Son muchos los que opinan que la confusión reinará en estos Juegos porque el público no comprenderá las puntuaciones. El más duro con la nueva norma ha sido el ex entrenador rumano Bela Karolyi, que preparó en su día a la estadounidense Mary Lou Retton (10,00 en suelo en Los Angeles 84). “Esta decisión es la más estúpida en toda la historia de la gimnasia”, afirmó ayer Karolyi. “Es una locura. Es absurdo privar a este deporte de la perfección del 10, una circunstancia que nos diferenciaba”.

Existen dos paneles de puntuación en el nuevo sistema.

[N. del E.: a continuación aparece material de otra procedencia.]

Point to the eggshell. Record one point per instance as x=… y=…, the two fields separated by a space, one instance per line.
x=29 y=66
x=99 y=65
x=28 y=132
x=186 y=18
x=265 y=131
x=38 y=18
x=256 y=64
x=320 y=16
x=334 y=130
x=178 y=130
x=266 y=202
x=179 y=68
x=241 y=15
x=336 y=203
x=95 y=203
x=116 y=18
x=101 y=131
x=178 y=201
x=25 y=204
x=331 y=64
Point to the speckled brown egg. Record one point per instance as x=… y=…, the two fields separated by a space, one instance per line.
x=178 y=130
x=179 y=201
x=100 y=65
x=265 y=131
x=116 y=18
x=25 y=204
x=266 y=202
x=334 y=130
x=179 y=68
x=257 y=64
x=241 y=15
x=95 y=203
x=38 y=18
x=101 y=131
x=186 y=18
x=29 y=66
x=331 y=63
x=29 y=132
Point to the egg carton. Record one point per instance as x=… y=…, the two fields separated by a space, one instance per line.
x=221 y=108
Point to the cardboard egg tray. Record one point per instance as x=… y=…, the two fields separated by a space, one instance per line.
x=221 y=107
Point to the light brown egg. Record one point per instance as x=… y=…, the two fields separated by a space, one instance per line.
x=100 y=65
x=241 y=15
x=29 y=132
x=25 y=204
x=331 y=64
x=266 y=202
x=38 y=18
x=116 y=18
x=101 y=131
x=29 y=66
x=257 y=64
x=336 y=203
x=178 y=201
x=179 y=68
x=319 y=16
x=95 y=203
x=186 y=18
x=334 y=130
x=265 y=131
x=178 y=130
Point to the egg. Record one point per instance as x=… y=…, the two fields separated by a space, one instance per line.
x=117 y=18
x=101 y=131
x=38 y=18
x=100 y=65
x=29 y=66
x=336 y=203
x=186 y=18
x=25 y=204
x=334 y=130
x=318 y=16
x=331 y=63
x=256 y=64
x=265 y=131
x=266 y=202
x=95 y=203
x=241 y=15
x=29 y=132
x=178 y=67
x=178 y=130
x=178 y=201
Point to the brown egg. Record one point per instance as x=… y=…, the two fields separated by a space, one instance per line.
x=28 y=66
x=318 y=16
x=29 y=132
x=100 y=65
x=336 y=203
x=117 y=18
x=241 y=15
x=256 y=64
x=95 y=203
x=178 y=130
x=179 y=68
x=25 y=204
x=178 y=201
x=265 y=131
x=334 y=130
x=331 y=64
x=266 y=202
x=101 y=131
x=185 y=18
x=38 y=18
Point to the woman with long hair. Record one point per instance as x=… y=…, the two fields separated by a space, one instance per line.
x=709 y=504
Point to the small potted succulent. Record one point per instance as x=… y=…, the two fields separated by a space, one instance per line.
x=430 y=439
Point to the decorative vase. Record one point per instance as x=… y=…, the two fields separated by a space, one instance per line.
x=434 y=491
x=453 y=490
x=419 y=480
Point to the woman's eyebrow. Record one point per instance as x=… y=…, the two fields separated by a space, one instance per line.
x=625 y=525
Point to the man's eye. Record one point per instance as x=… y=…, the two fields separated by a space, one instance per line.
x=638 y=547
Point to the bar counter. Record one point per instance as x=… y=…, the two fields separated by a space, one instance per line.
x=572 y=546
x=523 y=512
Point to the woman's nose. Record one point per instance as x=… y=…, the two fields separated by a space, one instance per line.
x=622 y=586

El panel A lo componen dos jueces que se centran en evaluar la dificultad y las características técnicas de cada rutina. Por otro lado, el panel B lo forman seis jueces que puntúan la ejecución, la composición y el elemento artístico de cada ejercicio. Según todos los expertos, el nuevo sistema premia mucho más la dificultad del ejercicio que el anterior.

Las puntuaciones más altas de dificultad otorgadas por el panel A se situarán por encima de 7 para los ejercicios de los y las gimnastas de élite. En los pasados campeonatos de EEUU, una gimnasta se presentó con una dificultad de 7,7, sumó 9,4 en ejecución y totalizó 17,1, una de las máximas notas obtenidas desde el cambio de sistema.

Sólo en ejecución

Donde sí se pueden conceder puntuaciones de 10,0 es en la parte de ejecución; de hecho, los jueces del panel B parten de esta nota y van restando décimas en la medida que interpreten que los gimnastas se equivocan. Por ejemplo, una mínima flexión de rodilla, casi imperceptible, resta 0,1. Una caída quita 0,8 puntos en comparación con los 0,5 que costaba con el sistema antiguo.

En estos Juegos debemos acostumbrarnos a ver cifras de 17 puntos y centésimas (es lo que deberá marcar Deferr si aspira al oro) cuando se puntúe a los mejores gimnastas. Los 9,90 y los dieces se han acabado y no los veremos en el tablero electrónico. En realidad, Nadia Comaneci tampoco pudo presenciar su 10,00 correctamente. El marcador electrónico de los Juegos de 1976 no estaba preparado para la perfección de la rumana y sólo tenía tres guarismos. A Comaneci le concedieron, según lo que mostraba el marcador, un 1,00. Los avances del ser humano van siempre por delante de las previsiones. Y Nadia fue el gran ejemplo hace 32 años.